The snowstorm is over, and Boston’s French Toast Alert System is down to two slices as residents continue to dig out. But just as street parking begins to clear, seemingly random items begin to appear in these spaces — a table, a trash can, a beach chair. Is it trash day, or are people just littering?
These oddball items are how Bostonians reserve their residential street parking spaces after spending hours digging them out after a major storm, reports WCVB. When the city declares a snow emergency, street parking is banned along major roads so that snowplows and emergency vehicles have access. People who live along these roads must find somewhere else to park, even if they have a resident permit to park there. If those residents live on a street where their car can still be parked curbside, after the storm is over, it’s time for them to dig out their car and the associated parking space (more than just the snow that’s fallen, snow plow leftovers may have buried their car).
Once that’s done, residents can drive their cars, hopefully returning to the parking space they just dug out — unless some lazy jerk who couldn’t bother to shovel out their own space has already parked there. To prevent this, people put items in the parking spaces they dig out to “reserve” them until they can park their cars there.
The dos and don’ts of Boston winter parking
This isn’t just common courtesy, but an officially sanctioned practice by the city. After all, Boston drivers are the worst, and the only way they’re going to be courteous is if the law requires them to. Fortunately for the rest of us, it also requires them to only use space savers during official snow emergencies and to remove them within 48 hours after the emergency ends.

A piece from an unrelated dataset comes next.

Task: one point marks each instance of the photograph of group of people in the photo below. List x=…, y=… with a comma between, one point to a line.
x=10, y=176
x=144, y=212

What if someone does the unthinkable, moves a space saver and pakrs in the space anyway? The law only permits space savers to be used, so you can’t call the city and get the Masshole who stole your spot towed away. Common decency and peer pressure seem to keep most people in line, though. Vigilante justice takes care of the others. From CBS News:
“If I came back in an hour, when I was done with this, and someone parked in my spot? I probably would fill their car up with snow, so they would have to dig it out,” said Allston resident Patrick Farrell.

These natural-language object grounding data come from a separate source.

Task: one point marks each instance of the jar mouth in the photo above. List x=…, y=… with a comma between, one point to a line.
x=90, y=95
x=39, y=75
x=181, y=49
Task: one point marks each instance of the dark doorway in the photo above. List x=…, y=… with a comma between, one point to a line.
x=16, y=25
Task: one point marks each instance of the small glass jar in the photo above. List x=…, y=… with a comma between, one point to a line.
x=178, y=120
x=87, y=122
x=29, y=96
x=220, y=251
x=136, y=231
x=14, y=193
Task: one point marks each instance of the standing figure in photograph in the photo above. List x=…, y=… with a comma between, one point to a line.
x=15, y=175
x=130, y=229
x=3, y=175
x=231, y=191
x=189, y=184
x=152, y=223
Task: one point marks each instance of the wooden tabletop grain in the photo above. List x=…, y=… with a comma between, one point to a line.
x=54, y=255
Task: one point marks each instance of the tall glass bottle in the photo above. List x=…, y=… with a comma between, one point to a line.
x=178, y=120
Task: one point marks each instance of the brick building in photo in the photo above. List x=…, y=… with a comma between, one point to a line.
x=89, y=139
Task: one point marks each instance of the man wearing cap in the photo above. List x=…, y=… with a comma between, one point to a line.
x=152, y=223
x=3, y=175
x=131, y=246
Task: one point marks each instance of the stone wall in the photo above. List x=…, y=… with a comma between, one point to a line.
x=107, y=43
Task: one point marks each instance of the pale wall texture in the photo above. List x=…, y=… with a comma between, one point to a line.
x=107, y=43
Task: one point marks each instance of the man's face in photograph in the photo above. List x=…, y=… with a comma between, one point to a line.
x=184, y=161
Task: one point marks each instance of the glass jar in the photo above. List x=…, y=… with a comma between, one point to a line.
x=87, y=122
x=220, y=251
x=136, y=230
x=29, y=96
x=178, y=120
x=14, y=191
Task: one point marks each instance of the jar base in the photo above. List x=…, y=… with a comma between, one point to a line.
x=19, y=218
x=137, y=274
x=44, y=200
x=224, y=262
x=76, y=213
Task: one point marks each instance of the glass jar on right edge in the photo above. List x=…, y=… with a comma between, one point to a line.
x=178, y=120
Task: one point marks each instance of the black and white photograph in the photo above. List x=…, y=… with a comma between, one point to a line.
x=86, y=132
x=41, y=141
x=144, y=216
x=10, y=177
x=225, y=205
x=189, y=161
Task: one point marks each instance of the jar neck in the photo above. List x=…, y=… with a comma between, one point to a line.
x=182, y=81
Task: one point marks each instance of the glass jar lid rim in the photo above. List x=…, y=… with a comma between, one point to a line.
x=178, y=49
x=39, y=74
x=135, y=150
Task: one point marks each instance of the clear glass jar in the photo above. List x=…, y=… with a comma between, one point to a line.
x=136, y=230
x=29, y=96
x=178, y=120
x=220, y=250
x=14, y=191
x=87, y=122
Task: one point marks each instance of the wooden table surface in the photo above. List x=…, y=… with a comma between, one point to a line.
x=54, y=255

This is probably the tamest retribution one can expect for violating this most sacred pact. Another resident left a note on a chair threatening to break the windows of any car that parked there. Anyone who’s ever watched a Bruins game knows Bostonians don’t back down from a fight. It’s a practice that dates back to the Boston Massacre, which helped spark the American Revolution. You’re welcome. Now gimme my Dunkin’ iced coffee.